Do so in the code below by replacing the question mark. 


In [None]:
# Do the clustering with the K-Means algo and show it using Matplotlib. 
# Warning: this is a little different because we do clustering based on 1 Dimension (instead of 2 or more)
import numpy as np
from sklearn.cluster import KMeans
import matplotlib.pyplot as plt

# Convert cosine similarity to distance (1 - similarity)
distance_matrix = 1 - cosine_similarity_matrix

# Choose the number of clusters (k)
num_clusters = ?

# Perform K-Means clustering
kmeans = KMeans(n_clusters=num_clusters)
kmeans.fit(distance_matrix)

# Get cluster labels
labels = kmeans.labels_

# Print the cluster assignments
for i, label in enumerate(labels):
    print(f"Image {i} is in cluster {label}")

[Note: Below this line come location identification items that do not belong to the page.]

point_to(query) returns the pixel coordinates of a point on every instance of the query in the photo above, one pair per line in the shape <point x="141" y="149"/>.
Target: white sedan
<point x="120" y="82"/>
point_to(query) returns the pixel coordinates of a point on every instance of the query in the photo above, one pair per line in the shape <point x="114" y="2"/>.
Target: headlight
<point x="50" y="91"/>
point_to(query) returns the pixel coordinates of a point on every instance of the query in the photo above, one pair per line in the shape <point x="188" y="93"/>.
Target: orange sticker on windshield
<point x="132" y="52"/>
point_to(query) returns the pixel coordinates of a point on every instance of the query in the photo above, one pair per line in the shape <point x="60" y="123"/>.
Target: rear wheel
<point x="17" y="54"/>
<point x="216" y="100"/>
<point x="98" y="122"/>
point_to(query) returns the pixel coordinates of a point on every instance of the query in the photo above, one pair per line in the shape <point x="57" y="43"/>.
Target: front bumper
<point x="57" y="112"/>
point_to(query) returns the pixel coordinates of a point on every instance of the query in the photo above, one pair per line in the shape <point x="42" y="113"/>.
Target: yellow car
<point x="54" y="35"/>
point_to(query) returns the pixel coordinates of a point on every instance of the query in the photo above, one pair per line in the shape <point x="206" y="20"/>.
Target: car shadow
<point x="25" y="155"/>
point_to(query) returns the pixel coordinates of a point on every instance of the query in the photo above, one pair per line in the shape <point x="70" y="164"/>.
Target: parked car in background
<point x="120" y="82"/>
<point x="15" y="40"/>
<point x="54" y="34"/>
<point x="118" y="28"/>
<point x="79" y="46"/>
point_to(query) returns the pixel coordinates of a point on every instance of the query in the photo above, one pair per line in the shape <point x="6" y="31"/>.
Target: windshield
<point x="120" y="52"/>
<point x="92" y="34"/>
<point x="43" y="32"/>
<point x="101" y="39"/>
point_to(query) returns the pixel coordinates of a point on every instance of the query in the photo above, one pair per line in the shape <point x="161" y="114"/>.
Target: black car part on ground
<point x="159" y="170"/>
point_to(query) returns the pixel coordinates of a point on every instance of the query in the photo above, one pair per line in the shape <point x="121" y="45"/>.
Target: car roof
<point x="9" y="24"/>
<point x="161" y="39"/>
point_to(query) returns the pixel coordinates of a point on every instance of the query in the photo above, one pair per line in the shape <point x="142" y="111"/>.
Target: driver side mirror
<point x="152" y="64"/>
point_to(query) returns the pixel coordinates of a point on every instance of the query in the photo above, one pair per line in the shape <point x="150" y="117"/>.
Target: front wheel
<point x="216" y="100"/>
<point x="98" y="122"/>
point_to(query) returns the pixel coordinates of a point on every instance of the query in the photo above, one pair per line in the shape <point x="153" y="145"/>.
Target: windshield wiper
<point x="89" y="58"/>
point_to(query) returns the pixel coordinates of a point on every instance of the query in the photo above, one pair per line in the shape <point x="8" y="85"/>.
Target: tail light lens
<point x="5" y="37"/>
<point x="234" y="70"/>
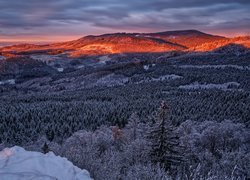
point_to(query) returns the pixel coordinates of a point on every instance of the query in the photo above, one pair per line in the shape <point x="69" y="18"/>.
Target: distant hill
<point x="187" y="40"/>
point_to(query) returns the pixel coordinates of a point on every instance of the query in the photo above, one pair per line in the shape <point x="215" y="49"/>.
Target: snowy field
<point x="215" y="67"/>
<point x="18" y="164"/>
<point x="9" y="81"/>
<point x="224" y="87"/>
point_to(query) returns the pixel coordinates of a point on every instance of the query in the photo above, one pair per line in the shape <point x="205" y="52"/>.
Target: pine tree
<point x="133" y="126"/>
<point x="164" y="144"/>
<point x="45" y="148"/>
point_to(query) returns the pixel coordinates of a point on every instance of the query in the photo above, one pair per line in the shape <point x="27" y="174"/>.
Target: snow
<point x="60" y="69"/>
<point x="2" y="58"/>
<point x="167" y="77"/>
<point x="104" y="59"/>
<point x="146" y="67"/>
<point x="9" y="81"/>
<point x="112" y="80"/>
<point x="196" y="85"/>
<point x="18" y="164"/>
<point x="215" y="66"/>
<point x="45" y="58"/>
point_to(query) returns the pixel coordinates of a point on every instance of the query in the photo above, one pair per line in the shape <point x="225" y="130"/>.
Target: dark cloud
<point x="65" y="17"/>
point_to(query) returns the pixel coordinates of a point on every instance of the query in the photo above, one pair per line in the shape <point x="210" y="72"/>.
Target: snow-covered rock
<point x="19" y="164"/>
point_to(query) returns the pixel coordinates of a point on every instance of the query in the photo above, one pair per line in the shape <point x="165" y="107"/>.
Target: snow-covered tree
<point x="164" y="144"/>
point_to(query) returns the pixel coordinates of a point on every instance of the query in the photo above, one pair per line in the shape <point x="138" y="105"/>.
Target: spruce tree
<point x="45" y="148"/>
<point x="164" y="144"/>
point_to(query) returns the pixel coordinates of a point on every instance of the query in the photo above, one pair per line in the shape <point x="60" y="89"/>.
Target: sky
<point x="61" y="20"/>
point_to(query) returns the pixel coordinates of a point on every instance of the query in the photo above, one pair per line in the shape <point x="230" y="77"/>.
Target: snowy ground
<point x="215" y="66"/>
<point x="18" y="164"/>
<point x="2" y="58"/>
<point x="166" y="77"/>
<point x="9" y="81"/>
<point x="225" y="86"/>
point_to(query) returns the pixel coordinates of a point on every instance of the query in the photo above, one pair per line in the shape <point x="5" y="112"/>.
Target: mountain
<point x="187" y="40"/>
<point x="18" y="164"/>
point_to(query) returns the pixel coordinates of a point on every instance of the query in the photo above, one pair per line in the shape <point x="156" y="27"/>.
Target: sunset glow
<point x="63" y="20"/>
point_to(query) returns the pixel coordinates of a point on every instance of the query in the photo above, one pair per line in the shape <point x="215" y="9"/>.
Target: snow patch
<point x="104" y="59"/>
<point x="225" y="86"/>
<point x="9" y="81"/>
<point x="60" y="69"/>
<point x="45" y="58"/>
<point x="18" y="164"/>
<point x="146" y="67"/>
<point x="215" y="66"/>
<point x="167" y="77"/>
<point x="2" y="58"/>
<point x="112" y="80"/>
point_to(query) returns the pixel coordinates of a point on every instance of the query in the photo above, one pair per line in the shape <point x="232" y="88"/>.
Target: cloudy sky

# Optional: Visualize the clustering result
# Here we assume you have 2D data, for visualization purposes only
plt.scatter(distance_matrix[:, 0], distance_matrix[:, 1], c=labels)
plt.title('Clustering of Images based on Cosine Similarity')
plt.xlabel('Dimension 1')
plt.ylabel('Dimension 2')
plt.show()

In [None]:
#create a result list and merge it with the images_list to check your result manually
result_list = []
for i, label in enumerate(labels):
    #print(f"Image {i} is in cluster {label}")
    result_list.append(label)
result_list

# Merge the lists into a dictionary
merged_dict = dict(zip(images_list, result_list))

# Print the resulting dictionary
print(merged_dict)

## Conclusion
We've succesfully clustered a set of diverse images. To achieve this, we have calculated the cosine similartity for each image to the others. We've used a standerd KMeans clustering algorith to cluster the images and used Matplotlib to plot the results.

### Reflection questions

#### 1. Write down the steps you did to get to the clustering in your own words.


#### 2. Describe an embedding in your own words



#### 3: Hard question. How can we speed up the calculation of the cosine similarity?
Hint: check the datatype of the embedding.